Higher nicotine and carbon monoxide levels in menthol cigarette smokers with and without schizophrenia.

UMDNJ-Robert Wood Johnson Medical School and UMDNJ-School of Public Health Tobacco Dependence Program, New Brunswick, NJ 08901, USA.
Nicotine & Tobacco Research (Impact Factor: 2.81). 08/2007; 9(8):873-81. DOI: 10.1080/14622200701484995
Source: PubMed

ABSTRACT This study examined whether smoking menthol cigarettes was associated with increased biochemical measures of smoke intake. Expired carbon monoxide (CO) and serum nicotine and cotinine were measured in 89 smokers with schizophrenia and 53 control smokers immediately after smoking an afternoon cigarette. Serum nicotine levels (27 vs. 22 ng/ml, p = .010), serum cotinine levels (294 vs. 240 ng/ml, p = .041), and expired CO (25 vs. 21 ppm, p = .029) were higher in smokers of menthol compared with nonmenthol cigarettes, with no differences in 3-hydroxycotinine/cotinine ratios between groups when controlling for race.

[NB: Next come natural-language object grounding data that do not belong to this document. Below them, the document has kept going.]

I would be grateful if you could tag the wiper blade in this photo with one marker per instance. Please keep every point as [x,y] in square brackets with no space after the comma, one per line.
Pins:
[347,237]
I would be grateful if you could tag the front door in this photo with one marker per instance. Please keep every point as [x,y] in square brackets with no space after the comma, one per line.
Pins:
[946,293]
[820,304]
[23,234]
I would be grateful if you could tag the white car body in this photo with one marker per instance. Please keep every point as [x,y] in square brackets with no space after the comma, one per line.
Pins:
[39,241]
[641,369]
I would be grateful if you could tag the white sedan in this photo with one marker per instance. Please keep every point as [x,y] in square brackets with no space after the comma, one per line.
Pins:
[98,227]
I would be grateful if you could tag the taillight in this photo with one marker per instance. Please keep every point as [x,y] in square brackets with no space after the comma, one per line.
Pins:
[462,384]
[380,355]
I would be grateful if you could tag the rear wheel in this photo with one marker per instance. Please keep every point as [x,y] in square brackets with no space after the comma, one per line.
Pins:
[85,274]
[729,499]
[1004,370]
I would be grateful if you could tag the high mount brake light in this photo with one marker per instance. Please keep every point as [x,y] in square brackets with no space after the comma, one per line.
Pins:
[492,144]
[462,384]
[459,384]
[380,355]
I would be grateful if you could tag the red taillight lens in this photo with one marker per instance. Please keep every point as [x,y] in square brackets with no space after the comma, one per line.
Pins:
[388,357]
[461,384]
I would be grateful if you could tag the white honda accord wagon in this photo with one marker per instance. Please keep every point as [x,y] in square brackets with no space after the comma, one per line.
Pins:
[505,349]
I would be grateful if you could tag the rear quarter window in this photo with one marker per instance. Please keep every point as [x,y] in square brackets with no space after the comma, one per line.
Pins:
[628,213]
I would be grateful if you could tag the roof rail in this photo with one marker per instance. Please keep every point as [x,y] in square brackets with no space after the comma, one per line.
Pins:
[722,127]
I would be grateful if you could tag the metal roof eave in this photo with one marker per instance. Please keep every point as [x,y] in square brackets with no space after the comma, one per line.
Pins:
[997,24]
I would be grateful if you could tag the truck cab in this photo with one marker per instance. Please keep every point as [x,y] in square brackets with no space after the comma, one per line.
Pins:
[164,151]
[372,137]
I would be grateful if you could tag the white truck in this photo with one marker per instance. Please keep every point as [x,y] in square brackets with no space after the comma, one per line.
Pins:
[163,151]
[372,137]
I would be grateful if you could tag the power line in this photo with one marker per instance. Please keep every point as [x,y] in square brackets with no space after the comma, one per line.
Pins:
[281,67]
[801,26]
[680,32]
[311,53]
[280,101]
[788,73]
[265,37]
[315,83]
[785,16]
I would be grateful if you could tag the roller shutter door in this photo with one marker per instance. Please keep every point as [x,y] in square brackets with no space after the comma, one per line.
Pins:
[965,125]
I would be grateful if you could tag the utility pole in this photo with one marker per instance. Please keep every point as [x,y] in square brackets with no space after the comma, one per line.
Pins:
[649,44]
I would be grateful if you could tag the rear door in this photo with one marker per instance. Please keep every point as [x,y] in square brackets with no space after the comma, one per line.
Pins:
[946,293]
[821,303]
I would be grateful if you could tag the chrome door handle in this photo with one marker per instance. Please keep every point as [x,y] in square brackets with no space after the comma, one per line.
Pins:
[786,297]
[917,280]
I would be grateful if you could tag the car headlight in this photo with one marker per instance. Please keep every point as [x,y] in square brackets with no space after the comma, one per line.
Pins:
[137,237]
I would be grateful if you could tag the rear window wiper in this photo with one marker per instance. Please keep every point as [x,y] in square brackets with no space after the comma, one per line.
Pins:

Backward stepwise linear regression models showed that, in addition to having a diagnosis of schizophrenia, smoking menthol cigarettes was a significant predictor of nicotine and cotinine levels. Individuals with schizophrenia or schizoaffective disorder smoked more generic or discount value brands (Basic, Doral, Monarch, USA, Wave, others) compared with control smokers (28% vs. 6%, p = .002) but did not smoke more brands with high nicotine delivery as estimated by the U.S. Federal Trade Commission method. Although rates of mentholated cigarette smoking were not higher in smokers with schizophrenia overall, they were significantly higher in non-Hispanic White people with schizophrenia compared with controls of the same ethnic/racial subgroup (51% vs. 28%, p<.0001). The higher exhaled CO in menthol smokers suggests that the higher nicotine levels are at least partly related to increased intake of smoke from menthol cigarettes, although menthol-mediated inhibition of nicotine metabolism also may be a factor. Menthol is an important cigarette additive that may help explain why some groups have lower quit rates and more smoking-caused disease.